Donald Trump’s presidency will end in disgrace, and his life after the presidency will be “humiliating,” opines The Week writer Windsor Mann.
Mann begins by pointing out something that’s been true of Trump and some of the people who work with him: they’re fiercely loyal while they’re in his employ, but once they’re gone, they let loose on their former boss. As examples, he lists former Apprentice star Omarosa Manigault and his former attorney Michael Cohen. Both had high praise for Trump when they worked for him, but afterward, Manigault accused him of having used the N-word and said he was “mentally impaired,” and Cohen called his former boss a “con man” and a “cheat.”
Fox News and Trump also appear to be in the midst of a falling out — one that will be complete and permanent once Trump is no longer president, Mann suggests. Mann makes a comparison to an earlier incident in which Trump called Fox & Friends and kept the hosts on the line for half an hour, with the hosts desperately trying to come up with a polite way to get rid of him. Once he’s out of office, Mann predicts, Fox won’t even take Trump’s calls. Instead, Trump will have to leave voice mails for low-level Fox interns.

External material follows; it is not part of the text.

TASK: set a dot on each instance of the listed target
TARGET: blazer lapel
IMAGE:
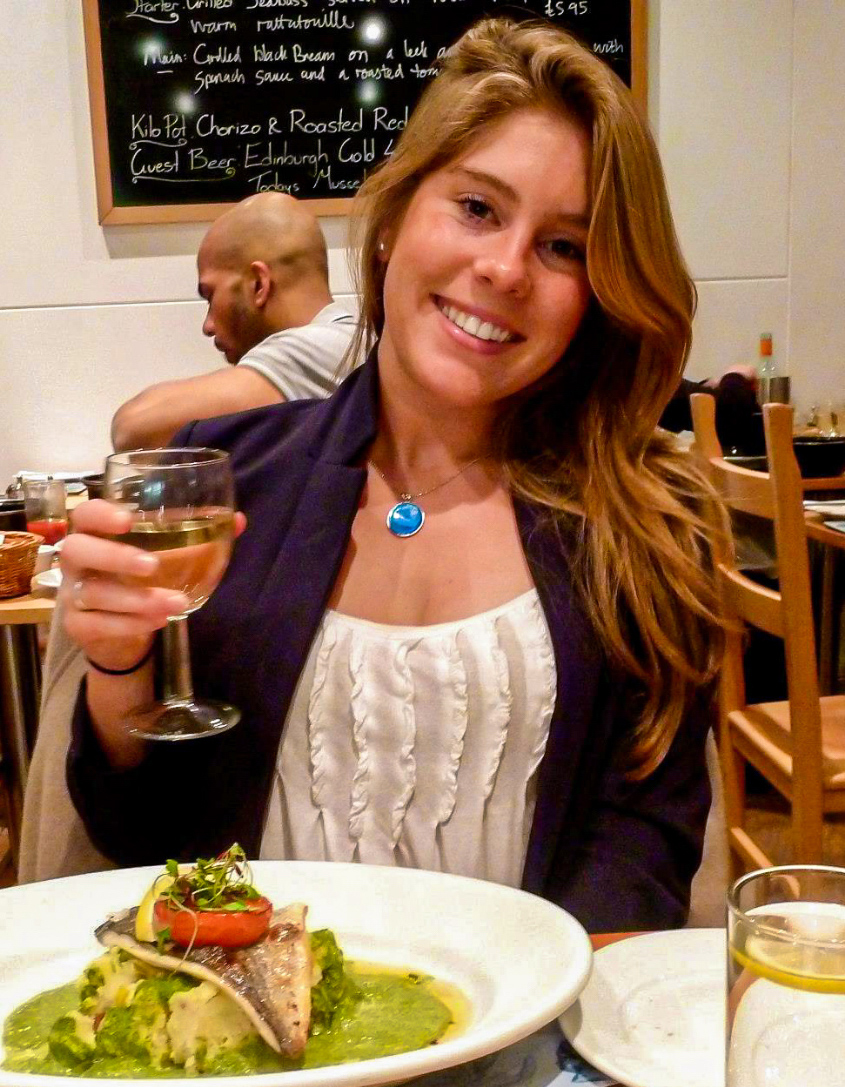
(579, 669)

— Ainsley Earhardt (@ainsleyearhardt) August 7, 2019
Mann lays out the reason why he thinks Trump’s former defenders and promoters will turn on him once he’s no longer relevant: because there’s nothing to gain from being involved with him. Be it ratings, political relevancy or simply employment, once there’s nothing to be gained from being associated with Donald Trump, then his staunchest supporters will leave him in the dust, Mann predicts.
“Trump’s post-presidency will be sadder and more pathetic than his presidency,” Mann writes. In addition to having no relevancy, no friends and no cable news network to provide him an outlet, he’ll also have none of the normal things that go along with being an ex-president. Mann predicts that Trump’s presidential library “will be neither presidential nor a library.” He also predicts that Trump’s memoir will be ghostwritten and “dreadful.”
Mann concludes by comparing his predicted post-presidency life of Donald Trump to the post-presidency lives of other recent presidents who were unpopular in their terms but redeemed themselves afterwards. Richard Nixon, Mann notes, became a respected author and policy advisor. Jimmy Carter became a noted humanitarian.
But for Trump, Mann predicts no such luck. He writes that there will be no public speaking tours, no bestselling memoirs and no need to buy merchandise from his online store. “Won’t people tire of him?” Mann goes on to opine.